During the first quarter of fiscal 2009, we fully repaid our revolving line of credit, reducing the balance from $700,000 at fiscal year end. The maximum principal amount we can borrow at any one time under the agreement is $10 million. The maturity date is June 5, 2012. We believe that we were in compliance with all covenants relating to this agreement as of June 27, 2009.
Our credit facility restricts dividends and stock repurchases during any fiscal year to an aggregate amount of no more than 50% of the sum of (i) our income from continuing operations for that fiscal year plus (ii) the absolute value of any aggregate after-tax, non-cash and extraordinary losses for that fiscal year. However, the loan agreement provides a partial exception to the above restriction to allow payment of regular quarterly dividends. Regardless of our level of income from continuing operations, we may continue to pay regular quarterly dividends in amounts no greater than the previous quarter's regular dividend as long as we remain in compliance with the tangible net worth and leverage ratio covenants in the loan agreement.
In November 2007, we announced a program to repurchase up to 5% (138,772 shares) of our outstanding common stock. In February 2009, we expanded the repurchase program by 100,000 additional shares, authorizing a total repurchase program of 238,772 shares. Pursuant to this program during the first nine months of fiscal 2009, we repurchased 46,520 shares of our outstanding common stock at a total cost of $484,000 or an average cost per share of $10.40. Our total stock repurchases from November 2007 through June 2009 were 110,781 shares at a total cost of $1.2 million or an average cost per share of $11.11. We intend to continue to repurchase our stock from time to time in the open market or in private transactions, depending on market and Company conditions. Considering prior purchases, we are authorized to repurchase an additional 127,991 shares under the program. The stock repurchase program, however, may be suspended or discontinued at any time.
We believe that funds on hand, funds generated from operations and funds available under our revolving credit facility are adequate to finance operations and expected capital requirements during fiscal 2009 and for the foreseeable future.
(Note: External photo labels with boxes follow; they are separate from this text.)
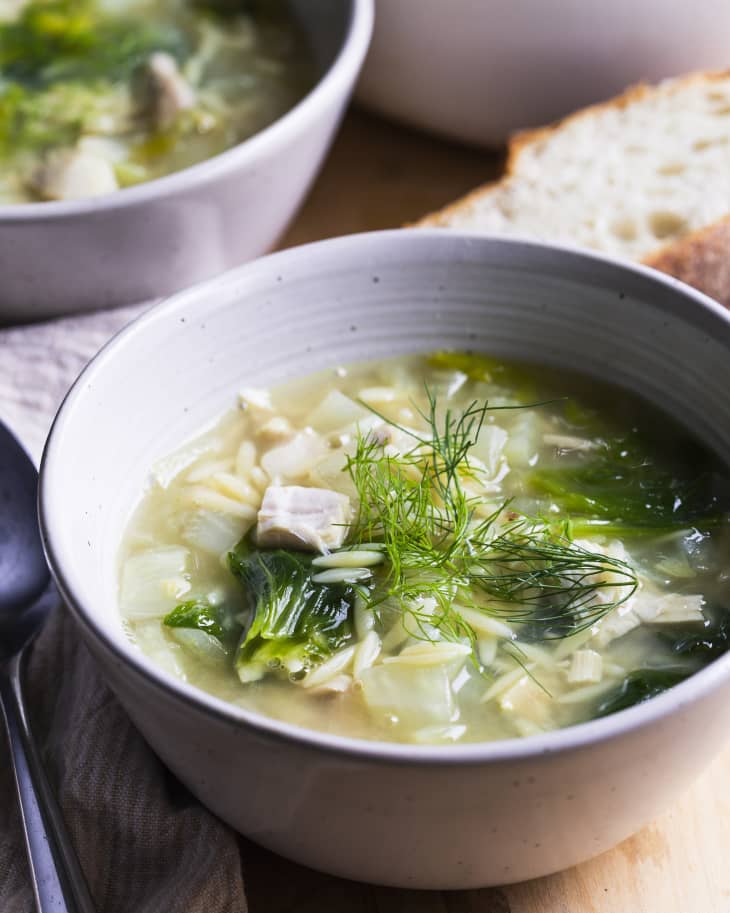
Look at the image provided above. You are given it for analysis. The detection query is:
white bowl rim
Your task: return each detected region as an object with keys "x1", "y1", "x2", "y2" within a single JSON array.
[
  {"x1": 38, "y1": 228, "x2": 730, "y2": 765},
  {"x1": 0, "y1": 0, "x2": 375, "y2": 223}
]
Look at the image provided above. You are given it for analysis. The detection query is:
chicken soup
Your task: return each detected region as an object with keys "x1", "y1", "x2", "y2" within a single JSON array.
[
  {"x1": 0, "y1": 0, "x2": 315, "y2": 204},
  {"x1": 119, "y1": 352, "x2": 730, "y2": 744}
]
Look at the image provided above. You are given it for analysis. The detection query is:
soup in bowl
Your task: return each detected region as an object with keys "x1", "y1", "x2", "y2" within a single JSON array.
[{"x1": 41, "y1": 231, "x2": 730, "y2": 887}]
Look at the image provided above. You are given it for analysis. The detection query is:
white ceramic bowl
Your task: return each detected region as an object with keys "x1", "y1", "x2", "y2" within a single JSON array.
[
  {"x1": 0, "y1": 0, "x2": 373, "y2": 322},
  {"x1": 40, "y1": 230, "x2": 730, "y2": 888},
  {"x1": 357, "y1": 0, "x2": 730, "y2": 145}
]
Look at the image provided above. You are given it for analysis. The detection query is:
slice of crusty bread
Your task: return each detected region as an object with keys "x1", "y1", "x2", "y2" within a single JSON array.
[{"x1": 418, "y1": 71, "x2": 730, "y2": 306}]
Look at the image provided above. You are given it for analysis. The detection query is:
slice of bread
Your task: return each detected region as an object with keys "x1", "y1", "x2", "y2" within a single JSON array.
[{"x1": 418, "y1": 71, "x2": 730, "y2": 306}]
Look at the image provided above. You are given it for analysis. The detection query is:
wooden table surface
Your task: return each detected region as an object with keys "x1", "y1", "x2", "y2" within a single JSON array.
[{"x1": 242, "y1": 105, "x2": 730, "y2": 913}]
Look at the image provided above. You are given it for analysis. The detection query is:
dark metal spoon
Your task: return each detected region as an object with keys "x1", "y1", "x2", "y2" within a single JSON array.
[{"x1": 0, "y1": 422, "x2": 95, "y2": 913}]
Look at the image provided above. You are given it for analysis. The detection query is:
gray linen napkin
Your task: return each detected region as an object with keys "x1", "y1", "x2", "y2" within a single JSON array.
[{"x1": 0, "y1": 306, "x2": 247, "y2": 913}]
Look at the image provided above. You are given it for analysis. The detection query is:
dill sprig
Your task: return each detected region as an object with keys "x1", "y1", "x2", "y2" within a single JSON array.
[{"x1": 346, "y1": 387, "x2": 638, "y2": 656}]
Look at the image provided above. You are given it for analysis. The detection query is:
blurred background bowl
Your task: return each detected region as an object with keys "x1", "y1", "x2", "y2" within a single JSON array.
[
  {"x1": 357, "y1": 0, "x2": 730, "y2": 145},
  {"x1": 0, "y1": 0, "x2": 373, "y2": 323}
]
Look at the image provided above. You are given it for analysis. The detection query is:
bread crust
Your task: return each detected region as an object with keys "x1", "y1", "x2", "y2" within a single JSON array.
[
  {"x1": 642, "y1": 215, "x2": 730, "y2": 308},
  {"x1": 415, "y1": 69, "x2": 730, "y2": 284}
]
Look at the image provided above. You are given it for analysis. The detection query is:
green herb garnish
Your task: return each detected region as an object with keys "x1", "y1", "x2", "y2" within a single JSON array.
[
  {"x1": 347, "y1": 389, "x2": 637, "y2": 641},
  {"x1": 228, "y1": 540, "x2": 357, "y2": 681}
]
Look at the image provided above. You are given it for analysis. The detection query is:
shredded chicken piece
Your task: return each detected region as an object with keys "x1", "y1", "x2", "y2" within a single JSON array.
[
  {"x1": 142, "y1": 51, "x2": 195, "y2": 129},
  {"x1": 29, "y1": 149, "x2": 119, "y2": 200},
  {"x1": 256, "y1": 485, "x2": 350, "y2": 552}
]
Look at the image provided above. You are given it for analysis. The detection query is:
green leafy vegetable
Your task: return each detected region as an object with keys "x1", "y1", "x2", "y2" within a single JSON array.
[
  {"x1": 347, "y1": 389, "x2": 637, "y2": 641},
  {"x1": 228, "y1": 541, "x2": 358, "y2": 681},
  {"x1": 528, "y1": 401, "x2": 726, "y2": 536},
  {"x1": 0, "y1": 0, "x2": 187, "y2": 87},
  {"x1": 164, "y1": 599, "x2": 236, "y2": 641},
  {"x1": 595, "y1": 666, "x2": 695, "y2": 717},
  {"x1": 660, "y1": 610, "x2": 730, "y2": 664},
  {"x1": 426, "y1": 351, "x2": 535, "y2": 400}
]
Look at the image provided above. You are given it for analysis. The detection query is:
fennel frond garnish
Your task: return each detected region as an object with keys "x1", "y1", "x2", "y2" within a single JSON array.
[{"x1": 346, "y1": 388, "x2": 638, "y2": 656}]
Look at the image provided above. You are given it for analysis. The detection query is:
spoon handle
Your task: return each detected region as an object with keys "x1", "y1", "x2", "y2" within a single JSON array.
[{"x1": 0, "y1": 653, "x2": 96, "y2": 913}]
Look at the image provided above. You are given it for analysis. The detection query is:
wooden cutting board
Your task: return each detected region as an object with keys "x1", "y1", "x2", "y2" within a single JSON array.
[{"x1": 258, "y1": 112, "x2": 730, "y2": 913}]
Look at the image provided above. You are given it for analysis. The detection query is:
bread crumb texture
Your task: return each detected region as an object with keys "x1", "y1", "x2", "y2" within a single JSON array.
[{"x1": 419, "y1": 72, "x2": 730, "y2": 263}]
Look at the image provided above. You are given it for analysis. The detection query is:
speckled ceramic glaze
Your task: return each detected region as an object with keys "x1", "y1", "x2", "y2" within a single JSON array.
[
  {"x1": 0, "y1": 0, "x2": 373, "y2": 322},
  {"x1": 40, "y1": 230, "x2": 730, "y2": 888}
]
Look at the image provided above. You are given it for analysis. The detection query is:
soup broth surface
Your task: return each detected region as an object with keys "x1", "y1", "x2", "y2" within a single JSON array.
[
  {"x1": 0, "y1": 0, "x2": 315, "y2": 204},
  {"x1": 120, "y1": 352, "x2": 730, "y2": 744}
]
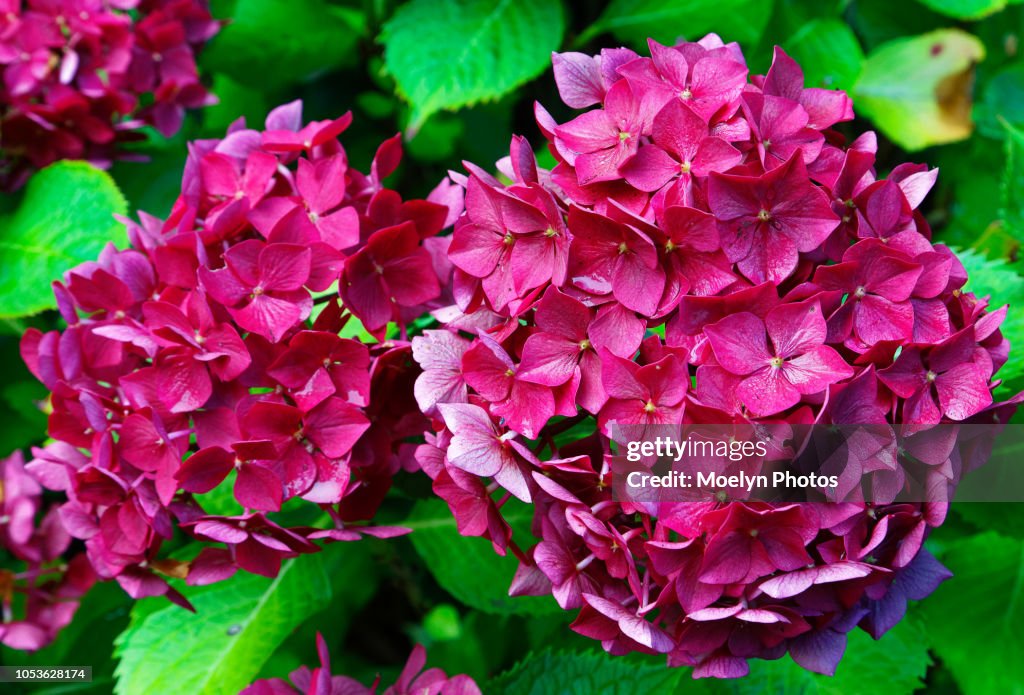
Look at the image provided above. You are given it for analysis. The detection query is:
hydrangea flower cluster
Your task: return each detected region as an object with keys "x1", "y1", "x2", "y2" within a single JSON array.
[
  {"x1": 413, "y1": 35, "x2": 1014, "y2": 678},
  {"x1": 0, "y1": 453, "x2": 95, "y2": 650},
  {"x1": 242, "y1": 633, "x2": 480, "y2": 695},
  {"x1": 22, "y1": 101, "x2": 461, "y2": 604},
  {"x1": 0, "y1": 0, "x2": 220, "y2": 188}
]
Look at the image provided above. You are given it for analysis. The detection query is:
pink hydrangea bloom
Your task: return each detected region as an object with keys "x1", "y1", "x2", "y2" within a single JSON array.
[{"x1": 413, "y1": 35, "x2": 1017, "y2": 678}]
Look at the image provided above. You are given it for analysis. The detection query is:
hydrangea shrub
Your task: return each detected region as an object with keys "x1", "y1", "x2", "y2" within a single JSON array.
[
  {"x1": 0, "y1": 0, "x2": 220, "y2": 188},
  {"x1": 242, "y1": 633, "x2": 480, "y2": 695},
  {"x1": 22, "y1": 102, "x2": 459, "y2": 605},
  {"x1": 413, "y1": 35, "x2": 1014, "y2": 678}
]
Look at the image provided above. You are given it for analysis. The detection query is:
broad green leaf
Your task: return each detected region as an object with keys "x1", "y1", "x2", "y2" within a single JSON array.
[
  {"x1": 115, "y1": 553, "x2": 331, "y2": 695},
  {"x1": 0, "y1": 162, "x2": 128, "y2": 318},
  {"x1": 956, "y1": 250, "x2": 1024, "y2": 381},
  {"x1": 920, "y1": 531, "x2": 1024, "y2": 695},
  {"x1": 399, "y1": 499, "x2": 561, "y2": 615},
  {"x1": 380, "y1": 0, "x2": 565, "y2": 133},
  {"x1": 843, "y1": 0, "x2": 949, "y2": 50},
  {"x1": 952, "y1": 502, "x2": 1024, "y2": 538},
  {"x1": 918, "y1": 0, "x2": 1007, "y2": 19},
  {"x1": 782, "y1": 19, "x2": 864, "y2": 89},
  {"x1": 724, "y1": 618, "x2": 931, "y2": 695},
  {"x1": 974, "y1": 62, "x2": 1024, "y2": 138},
  {"x1": 577, "y1": 0, "x2": 773, "y2": 48},
  {"x1": 202, "y1": 0, "x2": 362, "y2": 90},
  {"x1": 853, "y1": 29, "x2": 985, "y2": 150},
  {"x1": 484, "y1": 649, "x2": 684, "y2": 695}
]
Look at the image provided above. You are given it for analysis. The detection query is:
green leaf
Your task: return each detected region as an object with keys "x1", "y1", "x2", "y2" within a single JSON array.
[
  {"x1": 484, "y1": 649, "x2": 684, "y2": 695},
  {"x1": 577, "y1": 0, "x2": 773, "y2": 53},
  {"x1": 728, "y1": 618, "x2": 931, "y2": 695},
  {"x1": 115, "y1": 553, "x2": 331, "y2": 695},
  {"x1": 380, "y1": 0, "x2": 565, "y2": 133},
  {"x1": 783, "y1": 19, "x2": 864, "y2": 90},
  {"x1": 853, "y1": 29, "x2": 985, "y2": 150},
  {"x1": 999, "y1": 123, "x2": 1024, "y2": 240},
  {"x1": 0, "y1": 162, "x2": 128, "y2": 318},
  {"x1": 842, "y1": 0, "x2": 949, "y2": 50},
  {"x1": 952, "y1": 502, "x2": 1024, "y2": 538},
  {"x1": 202, "y1": 0, "x2": 362, "y2": 92},
  {"x1": 956, "y1": 245, "x2": 1024, "y2": 381},
  {"x1": 400, "y1": 499, "x2": 561, "y2": 615},
  {"x1": 918, "y1": 0, "x2": 1007, "y2": 19},
  {"x1": 921, "y1": 531, "x2": 1024, "y2": 695}
]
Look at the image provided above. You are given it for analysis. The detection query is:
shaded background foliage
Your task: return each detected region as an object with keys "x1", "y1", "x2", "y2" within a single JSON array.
[{"x1": 0, "y1": 0, "x2": 1024, "y2": 695}]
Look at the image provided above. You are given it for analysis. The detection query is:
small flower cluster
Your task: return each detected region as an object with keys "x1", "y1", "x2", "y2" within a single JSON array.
[
  {"x1": 0, "y1": 0, "x2": 220, "y2": 188},
  {"x1": 241, "y1": 633, "x2": 480, "y2": 695},
  {"x1": 22, "y1": 102, "x2": 461, "y2": 603},
  {"x1": 0, "y1": 452, "x2": 95, "y2": 650},
  {"x1": 413, "y1": 36, "x2": 1014, "y2": 678}
]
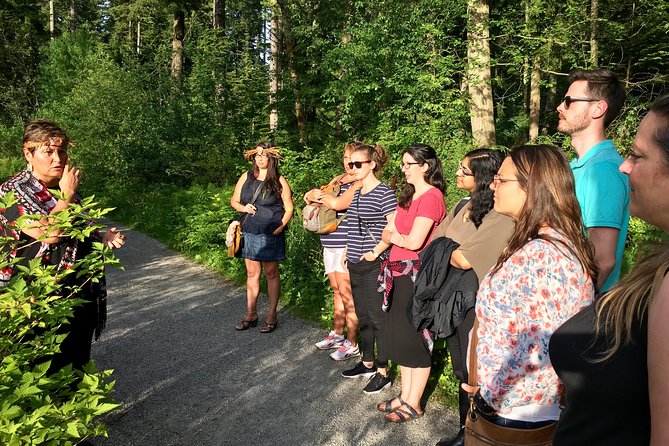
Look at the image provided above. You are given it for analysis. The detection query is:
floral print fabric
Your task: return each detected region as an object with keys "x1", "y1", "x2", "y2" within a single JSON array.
[{"x1": 476, "y1": 229, "x2": 594, "y2": 416}]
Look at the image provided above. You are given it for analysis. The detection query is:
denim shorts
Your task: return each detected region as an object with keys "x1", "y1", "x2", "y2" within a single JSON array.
[{"x1": 242, "y1": 232, "x2": 286, "y2": 262}]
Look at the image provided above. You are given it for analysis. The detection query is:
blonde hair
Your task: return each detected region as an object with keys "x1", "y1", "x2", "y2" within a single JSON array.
[{"x1": 595, "y1": 242, "x2": 669, "y2": 362}]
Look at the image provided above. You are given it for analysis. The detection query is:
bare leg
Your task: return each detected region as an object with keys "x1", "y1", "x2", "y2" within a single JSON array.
[
  {"x1": 244, "y1": 259, "x2": 262, "y2": 320},
  {"x1": 334, "y1": 272, "x2": 358, "y2": 345},
  {"x1": 262, "y1": 261, "x2": 281, "y2": 324},
  {"x1": 328, "y1": 273, "x2": 346, "y2": 335},
  {"x1": 400, "y1": 366, "x2": 430, "y2": 413}
]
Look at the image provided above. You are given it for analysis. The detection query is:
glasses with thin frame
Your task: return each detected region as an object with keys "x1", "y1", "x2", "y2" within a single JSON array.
[
  {"x1": 562, "y1": 96, "x2": 599, "y2": 109},
  {"x1": 492, "y1": 175, "x2": 520, "y2": 185},
  {"x1": 348, "y1": 160, "x2": 372, "y2": 169}
]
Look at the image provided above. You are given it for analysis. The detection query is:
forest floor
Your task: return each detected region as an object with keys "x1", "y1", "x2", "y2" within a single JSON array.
[{"x1": 91, "y1": 226, "x2": 457, "y2": 446}]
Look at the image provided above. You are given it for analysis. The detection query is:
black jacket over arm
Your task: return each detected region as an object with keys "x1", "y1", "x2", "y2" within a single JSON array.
[{"x1": 409, "y1": 237, "x2": 479, "y2": 338}]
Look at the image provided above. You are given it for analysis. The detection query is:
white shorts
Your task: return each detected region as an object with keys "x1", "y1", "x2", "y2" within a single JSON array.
[{"x1": 323, "y1": 247, "x2": 347, "y2": 274}]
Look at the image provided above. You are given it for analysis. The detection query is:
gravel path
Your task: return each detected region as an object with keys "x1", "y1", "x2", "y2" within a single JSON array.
[{"x1": 93, "y1": 230, "x2": 457, "y2": 446}]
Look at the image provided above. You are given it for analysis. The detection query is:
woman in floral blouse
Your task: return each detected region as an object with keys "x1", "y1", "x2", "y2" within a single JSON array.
[{"x1": 465, "y1": 145, "x2": 596, "y2": 429}]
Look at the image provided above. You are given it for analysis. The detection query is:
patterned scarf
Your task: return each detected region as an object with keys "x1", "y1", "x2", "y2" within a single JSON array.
[
  {"x1": 377, "y1": 259, "x2": 420, "y2": 313},
  {"x1": 0, "y1": 170, "x2": 107, "y2": 340}
]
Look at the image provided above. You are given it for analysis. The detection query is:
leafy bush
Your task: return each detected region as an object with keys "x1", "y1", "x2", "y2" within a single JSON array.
[{"x1": 0, "y1": 194, "x2": 118, "y2": 446}]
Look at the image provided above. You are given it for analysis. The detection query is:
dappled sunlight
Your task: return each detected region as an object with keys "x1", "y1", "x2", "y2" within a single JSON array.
[{"x1": 93, "y1": 233, "x2": 457, "y2": 445}]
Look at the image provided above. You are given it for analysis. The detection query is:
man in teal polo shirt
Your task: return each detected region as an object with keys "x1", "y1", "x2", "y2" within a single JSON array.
[{"x1": 557, "y1": 70, "x2": 630, "y2": 291}]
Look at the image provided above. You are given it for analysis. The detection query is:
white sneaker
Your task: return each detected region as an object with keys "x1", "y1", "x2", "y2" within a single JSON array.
[
  {"x1": 316, "y1": 331, "x2": 344, "y2": 350},
  {"x1": 330, "y1": 339, "x2": 360, "y2": 361}
]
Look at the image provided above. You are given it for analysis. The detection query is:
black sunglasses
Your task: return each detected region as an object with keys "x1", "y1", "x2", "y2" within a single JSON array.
[
  {"x1": 348, "y1": 160, "x2": 372, "y2": 169},
  {"x1": 562, "y1": 96, "x2": 599, "y2": 109}
]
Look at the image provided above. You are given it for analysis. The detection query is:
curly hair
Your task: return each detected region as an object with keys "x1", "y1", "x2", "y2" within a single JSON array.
[
  {"x1": 492, "y1": 144, "x2": 597, "y2": 283},
  {"x1": 464, "y1": 149, "x2": 503, "y2": 229}
]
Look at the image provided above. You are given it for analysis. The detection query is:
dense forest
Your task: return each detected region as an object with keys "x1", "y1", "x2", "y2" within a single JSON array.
[{"x1": 0, "y1": 0, "x2": 669, "y2": 440}]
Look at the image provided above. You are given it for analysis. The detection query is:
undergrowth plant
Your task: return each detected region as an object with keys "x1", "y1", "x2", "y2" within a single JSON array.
[{"x1": 0, "y1": 194, "x2": 119, "y2": 446}]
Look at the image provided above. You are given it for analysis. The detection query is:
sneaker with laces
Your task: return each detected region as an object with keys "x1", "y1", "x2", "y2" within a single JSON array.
[
  {"x1": 315, "y1": 331, "x2": 345, "y2": 350},
  {"x1": 330, "y1": 339, "x2": 360, "y2": 361},
  {"x1": 341, "y1": 361, "x2": 376, "y2": 378},
  {"x1": 362, "y1": 372, "x2": 393, "y2": 395}
]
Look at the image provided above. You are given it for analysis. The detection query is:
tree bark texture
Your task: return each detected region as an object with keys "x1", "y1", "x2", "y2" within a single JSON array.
[
  {"x1": 213, "y1": 0, "x2": 225, "y2": 29},
  {"x1": 529, "y1": 56, "x2": 541, "y2": 142},
  {"x1": 172, "y1": 11, "x2": 185, "y2": 81},
  {"x1": 278, "y1": 0, "x2": 308, "y2": 145},
  {"x1": 467, "y1": 0, "x2": 495, "y2": 147},
  {"x1": 590, "y1": 0, "x2": 599, "y2": 68},
  {"x1": 70, "y1": 0, "x2": 77, "y2": 33},
  {"x1": 269, "y1": 0, "x2": 281, "y2": 132},
  {"x1": 49, "y1": 0, "x2": 56, "y2": 40}
]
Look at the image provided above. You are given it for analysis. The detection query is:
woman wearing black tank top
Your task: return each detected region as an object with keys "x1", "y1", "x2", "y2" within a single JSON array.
[{"x1": 230, "y1": 142, "x2": 293, "y2": 333}]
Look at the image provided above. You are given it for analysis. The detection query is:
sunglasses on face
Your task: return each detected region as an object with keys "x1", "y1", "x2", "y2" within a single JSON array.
[
  {"x1": 458, "y1": 163, "x2": 474, "y2": 177},
  {"x1": 562, "y1": 96, "x2": 599, "y2": 109},
  {"x1": 348, "y1": 160, "x2": 372, "y2": 169},
  {"x1": 492, "y1": 175, "x2": 520, "y2": 184}
]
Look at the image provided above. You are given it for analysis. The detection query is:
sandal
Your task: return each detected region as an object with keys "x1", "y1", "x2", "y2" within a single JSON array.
[
  {"x1": 260, "y1": 320, "x2": 279, "y2": 333},
  {"x1": 376, "y1": 395, "x2": 404, "y2": 413},
  {"x1": 235, "y1": 312, "x2": 258, "y2": 331},
  {"x1": 384, "y1": 403, "x2": 423, "y2": 423}
]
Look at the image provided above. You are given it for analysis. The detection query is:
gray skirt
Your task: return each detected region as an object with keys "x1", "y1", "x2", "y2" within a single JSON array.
[{"x1": 242, "y1": 232, "x2": 286, "y2": 262}]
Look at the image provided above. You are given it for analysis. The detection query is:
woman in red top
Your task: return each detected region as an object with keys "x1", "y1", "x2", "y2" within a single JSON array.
[{"x1": 377, "y1": 144, "x2": 446, "y2": 423}]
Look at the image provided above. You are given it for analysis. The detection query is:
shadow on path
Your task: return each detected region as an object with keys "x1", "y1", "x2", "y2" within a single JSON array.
[{"x1": 93, "y1": 230, "x2": 457, "y2": 446}]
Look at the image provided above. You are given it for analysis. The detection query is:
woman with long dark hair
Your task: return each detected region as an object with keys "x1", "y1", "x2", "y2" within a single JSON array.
[
  {"x1": 550, "y1": 95, "x2": 669, "y2": 446},
  {"x1": 465, "y1": 145, "x2": 597, "y2": 431},
  {"x1": 377, "y1": 144, "x2": 446, "y2": 423},
  {"x1": 435, "y1": 149, "x2": 515, "y2": 446},
  {"x1": 230, "y1": 141, "x2": 293, "y2": 333}
]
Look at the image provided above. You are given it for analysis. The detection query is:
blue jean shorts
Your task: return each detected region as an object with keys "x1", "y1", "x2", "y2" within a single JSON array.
[{"x1": 242, "y1": 232, "x2": 286, "y2": 262}]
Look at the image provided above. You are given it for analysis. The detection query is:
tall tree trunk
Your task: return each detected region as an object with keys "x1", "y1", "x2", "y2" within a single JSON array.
[
  {"x1": 467, "y1": 0, "x2": 495, "y2": 147},
  {"x1": 172, "y1": 11, "x2": 185, "y2": 81},
  {"x1": 625, "y1": 0, "x2": 636, "y2": 85},
  {"x1": 529, "y1": 55, "x2": 541, "y2": 142},
  {"x1": 49, "y1": 0, "x2": 56, "y2": 40},
  {"x1": 70, "y1": 0, "x2": 77, "y2": 33},
  {"x1": 269, "y1": 0, "x2": 281, "y2": 132},
  {"x1": 278, "y1": 0, "x2": 308, "y2": 145},
  {"x1": 213, "y1": 0, "x2": 225, "y2": 29},
  {"x1": 137, "y1": 20, "x2": 142, "y2": 55},
  {"x1": 541, "y1": 73, "x2": 557, "y2": 135},
  {"x1": 590, "y1": 0, "x2": 599, "y2": 68}
]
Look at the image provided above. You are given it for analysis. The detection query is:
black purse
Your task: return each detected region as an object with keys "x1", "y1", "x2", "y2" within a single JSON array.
[{"x1": 225, "y1": 184, "x2": 262, "y2": 258}]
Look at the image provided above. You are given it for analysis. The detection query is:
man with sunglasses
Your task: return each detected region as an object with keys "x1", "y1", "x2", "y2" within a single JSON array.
[{"x1": 557, "y1": 69, "x2": 629, "y2": 292}]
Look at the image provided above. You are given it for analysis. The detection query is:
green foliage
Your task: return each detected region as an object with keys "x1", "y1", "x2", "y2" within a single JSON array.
[{"x1": 0, "y1": 194, "x2": 118, "y2": 446}]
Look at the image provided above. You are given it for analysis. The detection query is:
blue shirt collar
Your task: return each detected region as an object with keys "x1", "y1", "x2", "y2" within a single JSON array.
[{"x1": 570, "y1": 139, "x2": 616, "y2": 168}]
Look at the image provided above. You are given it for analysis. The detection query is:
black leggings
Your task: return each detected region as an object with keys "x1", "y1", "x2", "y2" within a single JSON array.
[
  {"x1": 446, "y1": 308, "x2": 476, "y2": 426},
  {"x1": 348, "y1": 259, "x2": 388, "y2": 368}
]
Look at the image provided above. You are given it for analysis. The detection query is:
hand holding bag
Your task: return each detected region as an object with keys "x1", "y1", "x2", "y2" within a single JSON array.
[
  {"x1": 302, "y1": 174, "x2": 346, "y2": 235},
  {"x1": 465, "y1": 318, "x2": 557, "y2": 446},
  {"x1": 225, "y1": 184, "x2": 262, "y2": 257}
]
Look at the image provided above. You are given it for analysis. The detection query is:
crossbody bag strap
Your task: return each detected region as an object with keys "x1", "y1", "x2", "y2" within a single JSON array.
[
  {"x1": 355, "y1": 189, "x2": 379, "y2": 244},
  {"x1": 467, "y1": 318, "x2": 479, "y2": 387}
]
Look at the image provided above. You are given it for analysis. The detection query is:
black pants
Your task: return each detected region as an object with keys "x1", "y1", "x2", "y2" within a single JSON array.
[
  {"x1": 446, "y1": 308, "x2": 476, "y2": 426},
  {"x1": 348, "y1": 259, "x2": 388, "y2": 368}
]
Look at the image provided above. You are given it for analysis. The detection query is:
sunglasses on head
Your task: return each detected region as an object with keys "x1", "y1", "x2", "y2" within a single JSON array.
[
  {"x1": 348, "y1": 160, "x2": 372, "y2": 169},
  {"x1": 562, "y1": 96, "x2": 599, "y2": 108}
]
OFF-BALANCE SHEET ARRANGEMENTS
We do not have any off-balance sheet arrangements.
IMPACT OF INFLATION
Based on current conditions in the markets for our primary raw materials, we do not expect inflation to be a significant factor for our operations for the remainder of fiscal 2009. The cost of polyurethane foam, our primary raw material, is indirectly influenced by oil prices. However, other market factors also affect foam prices, including the available supply of component chemicals, demand for related products from domestic and international manufacturers, competition among domestic suppliers, and our purchase volumes. We have experienced price decreases in several of our raw materials during the first nine months of fiscal 2009. We expect no further price decreases and believe that raw material prices could increase if oil prices rise significantly. In addition, we have received requests from customers to decrease our sales prices in response to lower raw material costs. It is therefore difficult to predict the impact that possible future raw material cost changes might have on our profitability. The effect of any deflation in raw material costs will depend on the extent to which we have to lower selling prices of our products to respond to sales price competition in the market. However, based on recent increases in oil prices and information from our primary foam suppliers, we believe that foam raw material prices could increase in the fall. We currently expect that neither inflation nor deflation will have a significant impact on our operations for the remainder of fiscal 2009.